SASxport (version 1.5.3)

read.xport: Import a SAS XPORT File

Description

Read a SAS XPORT format file and return the contained dataset(s).

Usage

read.xport(file, force.integer=TRUE, formats=NULL, name.chars=NULL, names.tolower=FALSE, keep=NULL, drop=NULL, as.is=0.95, verbose=FALSE, as.list=FALSE, include.formats=FALSE )

Arguments

file
Character string specifying the name or URL of a SAS XPORT file.
force.integer
Logical flag indicating whether integer-valued variables should be returned as integers (TRUE) or doubles (FALSE). Variables outside the supported integer range (.Machine$integer.max) will always be converted to doubles.
formats
a data frame or list (like that created by foreign:::read.xport) containing PROC FORMAT output, if such output is not stored in the main transport file.
name.chars
Vector of additional characters permissible in variable names. By default, only the alpha and numeric characters ([A-Za-z0-9]) and periods ('.') are permitted. All other characters are converted into periods ('.').
names.tolower
Logical indicating whether variable and dataset names should be converted to lowercase (TRUE) or left uppercase (FALSE)
keep
a vector of names of SAS datasets to process. This list must include PROC FORMAT dataset if it is present for datasets to use use any of its value label formats.
drop
a vector of names of SAS datasets to ignore (original SAS upper case names)
as.is
Either a logical flag indicating whether SAS character variables should be preserved as character objects (TRUE) or factor objects (FALSE), or a fractional cutoff between 0 and 1.

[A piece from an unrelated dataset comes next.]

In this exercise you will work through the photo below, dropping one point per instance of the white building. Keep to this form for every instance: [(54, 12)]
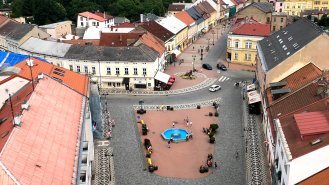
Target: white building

When a fractional cutoff is provided, character variables containing a more than this fraction of unique values will be stored as a character variables. This is done in order to preserve space, since factors must store both the integer factor codes and the character factor labels.

verbose
Logical indicating whether progress should be printed during the data loading and conversion process.
as.list
Logical indicating whether to return a list even if the SAS xport file contains only only one dataset.
include.formats
Logical indicating whether to include SAS format information (if present) in the returned list

Value

If only a single dataset is present (after removing PROC FORMAT data when include.formats=FALSE), the return value is a single dataframe object. Otherwise the return is a list of dataframe objects.Note that if include.formats=TRUE, the returned list will contain a dataframe named "FORMATS" containing any available 'PROC FORMAT' information.

Note

This code provides a subset of the functionality of the sasxport.get function in the Hmisc library.

Details

  • SAS date, time, and date/time variables are converted respectively to Date, POSIX, or chron objects

  • SAS labels are stored in "label" attributes on each variable, and are accessible using the label function.
  • SAS formats are stored in "SASformat" attributes on each variable, and are accessable using SASformat
  • SAS iformats are stored in "SASiformat" attributes on each variable, and are accessable using SASiformat
  • SAS integer variables are stored as integers unless force.integer is FALSE
  • If the file includes the output of PROC FORMAT CNTLOUT=, variables having customized label formats will be converted to factor objects with appropriate labels.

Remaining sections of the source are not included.